HACCP c’est simple ! (partie 8/9)
Suite des parties 1/9, 2/9,  3/9, 4/9,  5/9, 6/9 et 7/9.
16. Les aimants, les tamis, les lavages, l’épierrage, le piégeage d’insectes sont-ils des CCPs ?
Tous les avis existent mais qu’en est-il exactement. Les aimants, les tamis vibrants et autres équipements ou machines similaires permettant une réduction du danger identifié sont des étapes sans seuils ou limites criques et sont qualifiés soit de PrPO (Programme prérequis opérationnel) par certains (partisans de l’ISO 22 000) ou soit de mesures de maîtrise d’un danger significatif par d’autres (dont l’auteur du texte). Tout en sachant que pour les corps étrangers métalliques, la présence d’un détecteur de métaux peut assurer la maîtrise de ce danger significatif à une étape ultérieure (généralement après conditionnement primaire), ce qui permet la réduction du danger identifié à un niveau acceptable.
17. Les détecteurs de métaux sont-ils ou non des CCPs ?
Là aussi plusieurs avis cohabitent ! Ils sont au nombre de trois. Commençons par le plus simple.
En premier, pour IFS, les détecteurs de particules métalliques (ou de métaux) sont des CCPs, les limites critiques sont connues par les barrettes de calibrage et la surveillance a lieu le plus souvent à chaque heure. Cela étant de nombreux auditeurs pensent aussi ainsi.
Deuxième type de réponse. D’autres considèrent que dès lors que la surveillance d’une étape comme la détection des particules métalliques n’est pas continue, ce n’est pas un CCP (voir question 14).
Pour bien comprendre, prenons un exemple issu du guide de BPH des poissons fumés et/ou salés et :ou marinés validé par l’AFSSA. Il y est dit que « la maîtrise des corps étrangers est assurée par la mise en place de bonnes pratiques générales d’hygiène. »
Nous sommes d’accord.
Puis il est ajouté « L’utilisation systématique de détecteur de corps étrangers n’est pas forcément nécessaire compte tenu de l’existence du tranchage et du respect des bonnes pratiques d’hygiène (détection des lots en cas de doute) ». Là , nous ne sommes pas d’accord car une recontamination par un corps étranger peut intervenir entre le tranchage et le conditionnement. Cela se poursuit par : « Le procédé de détection est qualifié ; le matériel de détection est régulièrement recalibré (mesure de pilotage et non de surveillance) ; aucune mesure spécifique, autre que la mesure de pilotage (calibrage régulier), ne permet de s’assurer de la réalité de cette maîtrise (il n’y a pas de procédé de surveillance du bon fonctionnement du détecteur de métaux en continu). »

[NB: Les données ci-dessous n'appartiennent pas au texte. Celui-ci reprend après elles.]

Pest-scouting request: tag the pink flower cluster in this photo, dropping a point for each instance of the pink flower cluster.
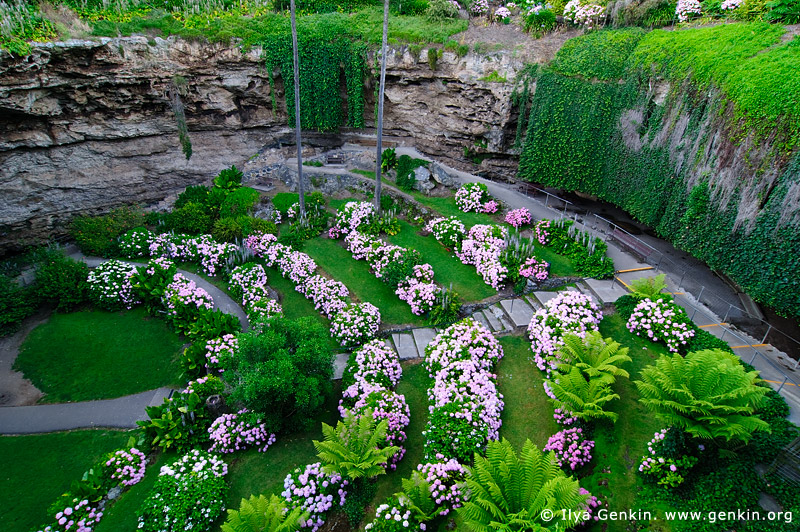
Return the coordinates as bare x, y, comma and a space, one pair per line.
351, 217
568, 312
420, 291
447, 483
482, 248
127, 466
542, 232
475, 197
356, 324
220, 351
234, 432
518, 217
315, 492
183, 292
376, 371
459, 360
534, 269
110, 284
570, 448
661, 320
80, 516
448, 231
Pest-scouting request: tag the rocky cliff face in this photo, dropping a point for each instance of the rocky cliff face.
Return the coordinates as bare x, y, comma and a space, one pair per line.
87, 126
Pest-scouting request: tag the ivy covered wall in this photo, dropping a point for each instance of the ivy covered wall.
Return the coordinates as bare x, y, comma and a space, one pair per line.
694, 132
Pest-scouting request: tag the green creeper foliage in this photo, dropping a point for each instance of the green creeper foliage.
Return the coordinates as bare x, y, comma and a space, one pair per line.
707, 394
354, 447
509, 492
262, 514
596, 357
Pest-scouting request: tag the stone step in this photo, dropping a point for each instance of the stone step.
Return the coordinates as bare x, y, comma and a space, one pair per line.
518, 311
422, 337
405, 346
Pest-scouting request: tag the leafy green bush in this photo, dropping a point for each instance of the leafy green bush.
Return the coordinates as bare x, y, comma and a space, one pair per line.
16, 304
239, 202
283, 372
97, 235
229, 179
192, 219
61, 281
193, 194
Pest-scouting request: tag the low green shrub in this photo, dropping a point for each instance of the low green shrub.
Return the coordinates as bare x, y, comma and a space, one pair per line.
239, 202
191, 219
16, 304
61, 281
97, 235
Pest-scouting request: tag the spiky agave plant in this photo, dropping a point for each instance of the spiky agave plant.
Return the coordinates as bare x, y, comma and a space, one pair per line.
510, 492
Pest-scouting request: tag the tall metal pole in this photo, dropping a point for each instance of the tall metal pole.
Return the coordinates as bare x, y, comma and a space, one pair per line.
380, 108
300, 186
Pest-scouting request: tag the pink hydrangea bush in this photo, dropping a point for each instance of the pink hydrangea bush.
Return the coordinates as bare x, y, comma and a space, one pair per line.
127, 466
518, 217
350, 217
355, 324
534, 269
661, 320
314, 491
568, 312
571, 448
220, 351
464, 404
110, 285
235, 432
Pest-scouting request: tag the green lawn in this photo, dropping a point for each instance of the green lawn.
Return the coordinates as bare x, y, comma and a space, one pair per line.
363, 285
38, 468
447, 267
528, 413
100, 355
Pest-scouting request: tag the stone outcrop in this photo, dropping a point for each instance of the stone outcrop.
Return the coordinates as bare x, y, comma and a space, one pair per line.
86, 126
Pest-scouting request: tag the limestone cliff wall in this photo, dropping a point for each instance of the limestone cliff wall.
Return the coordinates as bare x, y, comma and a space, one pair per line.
86, 126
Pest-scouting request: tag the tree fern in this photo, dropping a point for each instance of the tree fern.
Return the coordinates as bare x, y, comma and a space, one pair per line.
509, 492
259, 514
594, 356
708, 394
353, 448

Le terme continu signifie ici interrompu (voir question 14). Comprenne qui pourra ? Les PrPOs se pilotent mais ce sont les CCPs qui doivent être surveillés. Saisissez-vous la nuance entre pilotage et surveillance ? Sur le « terrain », les opérateurs réalisant les autocontrôles » pensent bien sûr qu’il existe une action de surveillance.
En conséquence, « Il n’y a donc pas de CCP pour la maîtrise de corps étrangers, mais des mesures de bonnes pratiques, les détecteurs de corps étrangers étant gérés comme des PrP opérationnels (PrPOs) ». Contradiction avec l’IFS ce qui risque d’engendrer un KO pour non respect des règles de surveillance.
Troisième type de réponse. A mon sens, mais je revendique le droit de me tromper, l’étape de passage par le détecteur de métaux n’est ni un CCP, ni un PrPO mais en fait une action de vérification. En effet, le détecteur de métaux a un fonctionnement assez aléatoire voire partiel. En raison de ces difficultés notamment liées à la calibration de ce type d’appareil, le terme de vérification me semble plus adapté.
En conclusion, nous voyons que différentes approches peuvent cohabiter tout en ayant la volonté de maîtriser cette étape de processus. A vous de voir si ce qu’il convient le mieux face aux différentes situations vécues avec différents auditeurs et différents référentiels.
18. Qu’entend-on par maîtriser ou une mesure de maîtrise ?
Le verbe et le nom peuvent s’employer indifféremment. Cela étant, le terme « maîtriser » ne signifie pas contrôler ou tester. To control ne signifie pas contrôler mais maîtriser. Le mot contrôle doit être réservé à l’action de vérification comme l’audit, l’analyse microbiologique, la métrologie, etc.
19. HACCP et ISO 22 000
Selon la FCD qui soutien le référentiel IFS, ISO 22 000 « rend l’étude HACCP plus complexe ». Je partage cet avis et la « nouveauté » constituée par les programmes prérequis opérationnels ou PrPOs est pour le moins complexe et confuse. Pour rendre les choses un peu moins claires, un arbre de décision a été proposé mais comme parfois avec les arbres de décision, je crains que cela n’améliore pas l’apprentissage du concept de PrPO (voir question 19). Le souci de « normaliser » HACCP n’est pas réussi mais qui sait ?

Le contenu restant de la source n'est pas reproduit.